Environment
Ford to build zero waste manufacturing factory
Ford Motor Company plans to design out waste during the construction of a new $1 billion purpose-built manufacturing facility in India. The factory at Sanand in Gujarat, which will make vehicle and engine units, will be built using recycled materials sourced locally where possible. The intention is also not to send any waste to landfill once it goes live. It will also be equipped with energy efficient and natural lighting systems and replicate water conservation techniques used at its Chennai plant.
Helveta: supply chain software firm tackles deforestation by digitising trees
UK supply chain management software specialist Helveta is taking on a big sustainability challenge: that posed by illegal logging and deforestation.
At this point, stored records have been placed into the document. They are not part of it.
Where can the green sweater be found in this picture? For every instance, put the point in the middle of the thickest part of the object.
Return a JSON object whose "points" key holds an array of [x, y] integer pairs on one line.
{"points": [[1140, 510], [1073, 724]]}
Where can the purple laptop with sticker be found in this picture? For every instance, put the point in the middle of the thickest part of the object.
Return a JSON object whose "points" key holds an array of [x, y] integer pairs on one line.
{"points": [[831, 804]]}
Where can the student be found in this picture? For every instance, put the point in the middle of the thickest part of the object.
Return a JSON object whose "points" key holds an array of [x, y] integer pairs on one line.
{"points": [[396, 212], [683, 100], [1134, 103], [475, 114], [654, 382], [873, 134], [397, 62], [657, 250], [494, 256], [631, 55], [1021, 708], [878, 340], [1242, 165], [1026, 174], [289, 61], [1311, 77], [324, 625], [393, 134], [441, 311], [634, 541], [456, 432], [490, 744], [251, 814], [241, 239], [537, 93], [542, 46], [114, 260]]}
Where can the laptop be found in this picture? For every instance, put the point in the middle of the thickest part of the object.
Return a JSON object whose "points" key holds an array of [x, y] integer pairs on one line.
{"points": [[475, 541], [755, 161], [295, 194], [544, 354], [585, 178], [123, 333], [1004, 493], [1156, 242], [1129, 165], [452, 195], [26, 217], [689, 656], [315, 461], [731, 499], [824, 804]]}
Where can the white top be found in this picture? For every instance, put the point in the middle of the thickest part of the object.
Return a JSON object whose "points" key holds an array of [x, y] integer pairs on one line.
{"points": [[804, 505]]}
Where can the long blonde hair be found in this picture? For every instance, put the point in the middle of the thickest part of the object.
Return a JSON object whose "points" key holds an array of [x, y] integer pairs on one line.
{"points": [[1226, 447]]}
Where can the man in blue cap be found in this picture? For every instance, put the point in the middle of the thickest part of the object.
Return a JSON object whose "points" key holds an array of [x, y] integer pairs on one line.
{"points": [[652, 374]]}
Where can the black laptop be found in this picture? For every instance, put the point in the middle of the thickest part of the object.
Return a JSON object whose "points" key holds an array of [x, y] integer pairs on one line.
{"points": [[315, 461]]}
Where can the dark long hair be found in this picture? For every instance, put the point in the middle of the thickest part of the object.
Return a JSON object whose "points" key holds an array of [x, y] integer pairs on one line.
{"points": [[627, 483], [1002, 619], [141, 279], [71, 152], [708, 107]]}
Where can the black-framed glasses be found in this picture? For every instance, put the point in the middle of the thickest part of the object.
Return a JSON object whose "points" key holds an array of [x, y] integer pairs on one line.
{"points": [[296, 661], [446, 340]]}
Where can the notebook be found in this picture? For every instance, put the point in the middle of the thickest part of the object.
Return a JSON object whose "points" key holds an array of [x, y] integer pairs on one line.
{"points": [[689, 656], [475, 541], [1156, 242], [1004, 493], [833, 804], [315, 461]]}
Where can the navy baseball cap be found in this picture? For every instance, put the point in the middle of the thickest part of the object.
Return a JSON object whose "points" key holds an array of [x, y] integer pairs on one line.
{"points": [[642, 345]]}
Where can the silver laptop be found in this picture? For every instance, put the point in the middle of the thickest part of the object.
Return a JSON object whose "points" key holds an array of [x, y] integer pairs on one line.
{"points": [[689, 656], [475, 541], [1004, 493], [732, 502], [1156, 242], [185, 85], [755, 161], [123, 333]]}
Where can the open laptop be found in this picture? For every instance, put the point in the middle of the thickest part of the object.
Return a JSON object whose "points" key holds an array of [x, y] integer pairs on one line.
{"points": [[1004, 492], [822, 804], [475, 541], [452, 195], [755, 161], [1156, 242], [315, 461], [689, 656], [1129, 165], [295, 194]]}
It is estimated that deforestation accounts for anywhere between a sixth and a quarter of global carbon emissions, yet the drive to make money and promote economic development continues to result in the loss of vast areas of forest around the world. Helveta’s solution: digitising trees so that timber can be tracked, and origins authenticated, from forest to market.
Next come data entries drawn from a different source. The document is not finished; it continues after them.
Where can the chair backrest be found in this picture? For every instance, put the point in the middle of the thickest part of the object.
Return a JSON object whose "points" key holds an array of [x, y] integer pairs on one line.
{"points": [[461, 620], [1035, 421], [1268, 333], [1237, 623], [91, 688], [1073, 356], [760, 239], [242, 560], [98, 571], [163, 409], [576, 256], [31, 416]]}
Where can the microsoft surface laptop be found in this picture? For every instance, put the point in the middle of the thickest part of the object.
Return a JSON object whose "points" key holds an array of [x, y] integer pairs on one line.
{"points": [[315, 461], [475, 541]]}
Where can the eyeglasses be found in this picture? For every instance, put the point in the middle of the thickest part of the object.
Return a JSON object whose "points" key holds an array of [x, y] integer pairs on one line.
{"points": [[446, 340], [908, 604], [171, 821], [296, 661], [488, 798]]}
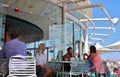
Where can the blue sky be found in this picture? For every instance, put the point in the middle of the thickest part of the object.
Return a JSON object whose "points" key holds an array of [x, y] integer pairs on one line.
{"points": [[111, 7]]}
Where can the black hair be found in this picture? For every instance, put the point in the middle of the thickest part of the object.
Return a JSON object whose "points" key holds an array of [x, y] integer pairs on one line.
{"points": [[92, 49], [69, 48], [14, 34]]}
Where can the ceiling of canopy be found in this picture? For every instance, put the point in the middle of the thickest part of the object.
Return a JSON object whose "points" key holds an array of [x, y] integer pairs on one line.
{"points": [[26, 16]]}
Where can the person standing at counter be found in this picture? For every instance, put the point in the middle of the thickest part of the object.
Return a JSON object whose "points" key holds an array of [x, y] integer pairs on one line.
{"points": [[14, 46], [67, 57], [41, 58]]}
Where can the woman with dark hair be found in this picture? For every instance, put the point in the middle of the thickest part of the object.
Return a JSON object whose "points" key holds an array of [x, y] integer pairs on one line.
{"points": [[97, 61]]}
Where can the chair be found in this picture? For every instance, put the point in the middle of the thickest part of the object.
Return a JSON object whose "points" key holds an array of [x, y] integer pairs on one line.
{"points": [[22, 66], [79, 67]]}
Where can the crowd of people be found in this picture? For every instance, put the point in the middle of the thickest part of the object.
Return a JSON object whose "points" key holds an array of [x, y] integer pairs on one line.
{"points": [[17, 47]]}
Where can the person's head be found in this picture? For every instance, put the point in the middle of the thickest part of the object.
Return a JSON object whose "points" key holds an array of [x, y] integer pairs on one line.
{"points": [[14, 34], [42, 47], [69, 50], [92, 49], [115, 69]]}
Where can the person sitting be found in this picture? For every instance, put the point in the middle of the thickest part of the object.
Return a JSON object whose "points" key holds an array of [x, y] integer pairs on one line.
{"points": [[41, 59], [67, 57], [97, 62]]}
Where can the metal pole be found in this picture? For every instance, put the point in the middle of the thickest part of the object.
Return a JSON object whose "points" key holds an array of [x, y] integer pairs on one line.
{"points": [[73, 39]]}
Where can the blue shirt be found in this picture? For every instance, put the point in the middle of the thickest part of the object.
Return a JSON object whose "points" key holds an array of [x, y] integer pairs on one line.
{"points": [[14, 47]]}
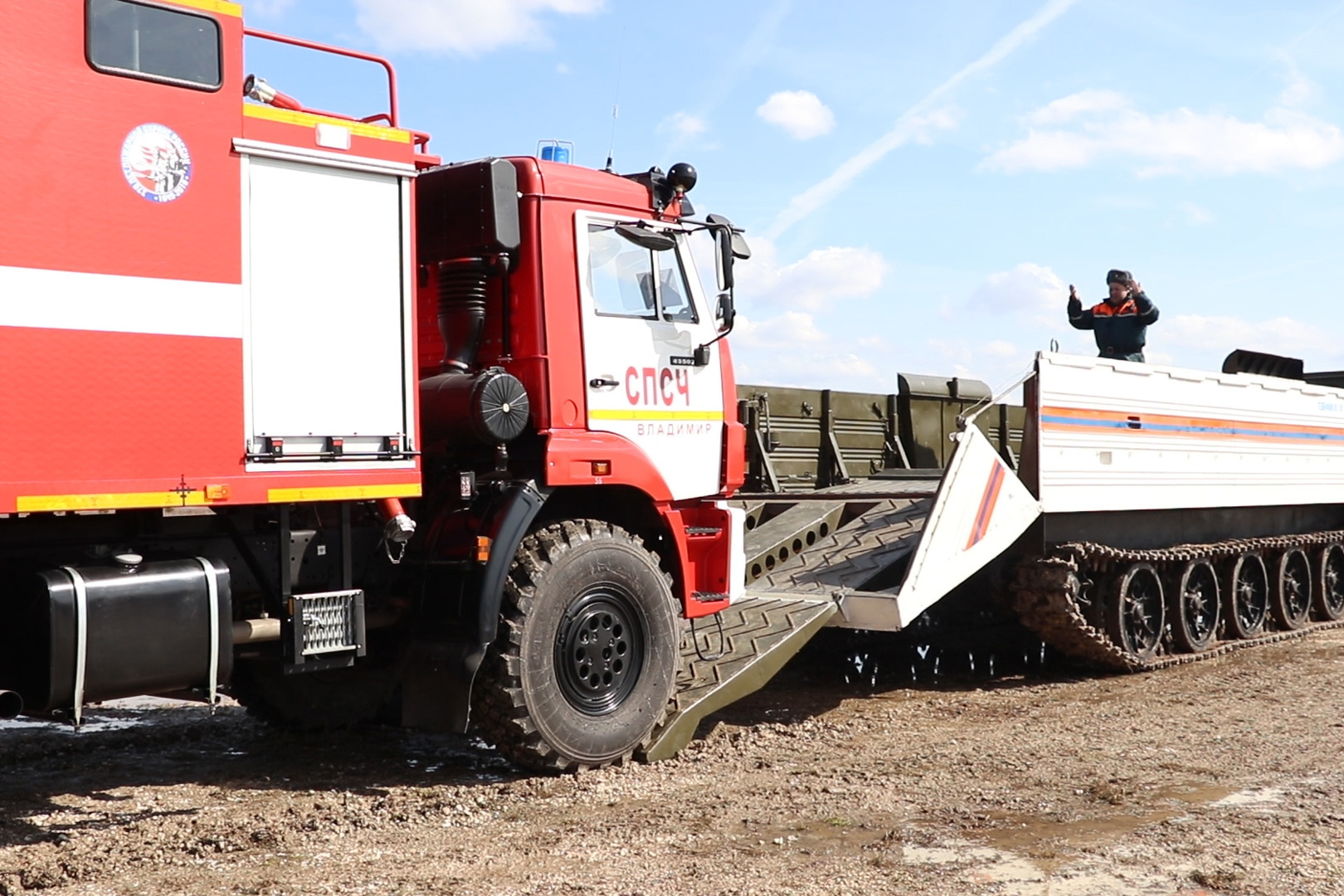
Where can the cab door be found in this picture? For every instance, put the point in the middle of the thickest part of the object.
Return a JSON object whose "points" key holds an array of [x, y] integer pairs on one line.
{"points": [[644, 316]]}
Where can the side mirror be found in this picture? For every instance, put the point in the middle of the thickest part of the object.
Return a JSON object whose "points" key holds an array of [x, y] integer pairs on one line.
{"points": [[645, 238], [726, 314], [728, 245]]}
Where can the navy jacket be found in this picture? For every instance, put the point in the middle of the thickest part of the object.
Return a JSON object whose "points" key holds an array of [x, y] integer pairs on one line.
{"points": [[1121, 331]]}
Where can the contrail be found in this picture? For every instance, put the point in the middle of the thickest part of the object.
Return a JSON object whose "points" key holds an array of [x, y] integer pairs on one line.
{"points": [[908, 124]]}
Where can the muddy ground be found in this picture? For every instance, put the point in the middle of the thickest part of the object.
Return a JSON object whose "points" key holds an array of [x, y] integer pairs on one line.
{"points": [[1225, 777]]}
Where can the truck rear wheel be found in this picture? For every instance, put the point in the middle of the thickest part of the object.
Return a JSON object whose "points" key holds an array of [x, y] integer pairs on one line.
{"points": [[585, 661]]}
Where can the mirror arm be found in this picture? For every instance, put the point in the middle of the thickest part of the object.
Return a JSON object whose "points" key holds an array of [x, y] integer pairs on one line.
{"points": [[702, 353]]}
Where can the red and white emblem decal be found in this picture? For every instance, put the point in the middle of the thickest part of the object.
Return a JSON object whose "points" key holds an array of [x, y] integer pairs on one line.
{"points": [[156, 163]]}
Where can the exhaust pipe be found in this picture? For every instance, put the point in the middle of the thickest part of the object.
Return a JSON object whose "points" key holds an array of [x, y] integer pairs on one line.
{"points": [[11, 704]]}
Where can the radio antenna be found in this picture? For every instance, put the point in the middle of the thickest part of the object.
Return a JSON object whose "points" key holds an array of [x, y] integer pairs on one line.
{"points": [[616, 108]]}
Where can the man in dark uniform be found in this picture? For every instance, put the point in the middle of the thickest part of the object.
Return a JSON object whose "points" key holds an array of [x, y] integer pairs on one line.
{"points": [[1121, 321]]}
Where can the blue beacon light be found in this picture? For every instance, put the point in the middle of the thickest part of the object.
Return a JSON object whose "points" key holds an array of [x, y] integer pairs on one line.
{"points": [[558, 151]]}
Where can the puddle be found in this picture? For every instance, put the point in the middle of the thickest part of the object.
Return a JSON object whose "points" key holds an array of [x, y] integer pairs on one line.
{"points": [[1016, 874], [1255, 796]]}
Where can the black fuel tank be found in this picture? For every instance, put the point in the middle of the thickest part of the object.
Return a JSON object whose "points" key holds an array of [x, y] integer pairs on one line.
{"points": [[147, 631]]}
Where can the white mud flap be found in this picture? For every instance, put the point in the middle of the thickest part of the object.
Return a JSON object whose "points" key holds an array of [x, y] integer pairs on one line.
{"points": [[980, 511]]}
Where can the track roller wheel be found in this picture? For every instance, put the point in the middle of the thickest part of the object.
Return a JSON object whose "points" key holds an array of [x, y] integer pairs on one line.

Triple Pundit http://www.triplepundit.com/2012/03/helveta-supply-chain-sustainability/
UK’s fourth busiest airport slashes water use by a third
London Stansted Airport (LAE) has reduced its water consumption by nearly 33% in just 12 months – saving about 205 million litres of water across its site. The works form part of the airport’s on-going water strategy, which saw it invest more than £500,000 last year to monitor, maintain and reduce leaks at the site. It achieved the saving in 2011 (against a 2010 baseline), and is planning on releasing its new five-year water strategy later this year.
Renewable Energy
Supreme Court rejects UK government’s feed-in tariff solar appeal
The Supreme Court has thrown out the government’s appeal against a previous ruling that deemed its controversial changes to solar feed-in tariff (FIT) incentives as unlawful. The decision brings to a close a long-running legal saga, and confirms that solar installations completed between 12 December last year and 4 March this year will receive the original 43p/kWh rate, rather than the 21p/kWh rate proposed by the government. The ruling ends months of uncertainty for the solar industry.
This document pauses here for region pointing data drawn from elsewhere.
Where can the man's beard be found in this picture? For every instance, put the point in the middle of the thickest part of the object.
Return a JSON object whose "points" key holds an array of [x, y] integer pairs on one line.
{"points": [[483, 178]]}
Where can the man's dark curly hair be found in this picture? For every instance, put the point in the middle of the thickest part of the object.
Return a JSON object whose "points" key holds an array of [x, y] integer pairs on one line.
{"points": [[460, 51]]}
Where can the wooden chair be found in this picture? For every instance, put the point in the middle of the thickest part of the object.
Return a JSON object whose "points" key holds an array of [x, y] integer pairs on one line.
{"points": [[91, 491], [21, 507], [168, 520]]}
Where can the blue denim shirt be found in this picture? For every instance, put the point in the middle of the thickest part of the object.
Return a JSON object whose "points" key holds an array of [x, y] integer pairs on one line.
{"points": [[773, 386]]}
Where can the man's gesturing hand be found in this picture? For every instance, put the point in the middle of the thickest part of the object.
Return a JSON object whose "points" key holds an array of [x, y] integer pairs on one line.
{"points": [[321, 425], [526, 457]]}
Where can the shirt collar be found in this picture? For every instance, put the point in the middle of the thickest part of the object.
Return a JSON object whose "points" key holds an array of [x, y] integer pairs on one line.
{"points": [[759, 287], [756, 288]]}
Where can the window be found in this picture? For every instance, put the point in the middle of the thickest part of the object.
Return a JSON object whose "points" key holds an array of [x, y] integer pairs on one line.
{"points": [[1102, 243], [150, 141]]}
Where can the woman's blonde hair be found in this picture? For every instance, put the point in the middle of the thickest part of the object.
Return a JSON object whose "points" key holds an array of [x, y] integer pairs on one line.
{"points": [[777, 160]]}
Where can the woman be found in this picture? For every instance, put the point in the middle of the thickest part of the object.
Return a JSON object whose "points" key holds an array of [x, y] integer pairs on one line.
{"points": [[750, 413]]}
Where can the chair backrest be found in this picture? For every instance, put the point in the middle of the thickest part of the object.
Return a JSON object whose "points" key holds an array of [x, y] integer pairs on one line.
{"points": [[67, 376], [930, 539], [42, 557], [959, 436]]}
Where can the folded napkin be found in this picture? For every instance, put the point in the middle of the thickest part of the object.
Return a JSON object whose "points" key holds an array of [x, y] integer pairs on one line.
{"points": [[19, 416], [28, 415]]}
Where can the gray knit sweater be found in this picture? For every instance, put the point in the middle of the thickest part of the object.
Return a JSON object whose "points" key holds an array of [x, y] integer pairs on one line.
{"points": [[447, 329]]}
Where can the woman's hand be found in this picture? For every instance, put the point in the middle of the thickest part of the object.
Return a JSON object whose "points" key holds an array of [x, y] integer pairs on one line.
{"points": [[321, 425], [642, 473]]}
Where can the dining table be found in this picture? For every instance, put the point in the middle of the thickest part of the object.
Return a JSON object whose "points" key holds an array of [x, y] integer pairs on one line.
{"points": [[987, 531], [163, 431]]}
Affordable biofuels take flight with airline pledge
Boeing, Airbus and Embraer have joined forces in a bid to accelerate the development and roll out of affordable aviation biofuels. Signing a memorandum of understanding (MoU) at the Air Transport Action Group (ATAG) Aviation and Environment Summit in Geneva on 22nd March, the trio will collaborate lobby government, biofuel producers and other key stakeholders. It is hoped this will drum up support and accelerate the availability of sustainable new jet fuel sources.
Gamesa picks Scotland for £125 million turbine manufacturing plant
Spanish wind turbine manufacturer Gamesa has announced its intention to set up a £125 million wind turbine manufacturing plant in the Port of Leith, Scotland. The announcement follows a UK search of locations suitable to establish the factory, which will produce Gamesa’s giant offshore wind turbines and the generator units that go with them. It is expected to create 1,000 direct jobs and many more in the supply chain.
Can fossil fuels ever be replaced by renewables?
Renewable energy sources will struggle to replace coal and gas-fired power stations as long as energy consumption continues to rise and fossil fuel subsidies remain in place, a new study has found. Based on a study of electricity used in around 130 countries over the past 50 years, University of Oregon sociologist Richard York found that rising demand means it can require between four and ten units of electricity produced from nuclear, hydropower, geothermal, wind, biomass or solar to displace a single unit of fossil fuel-generated electricity.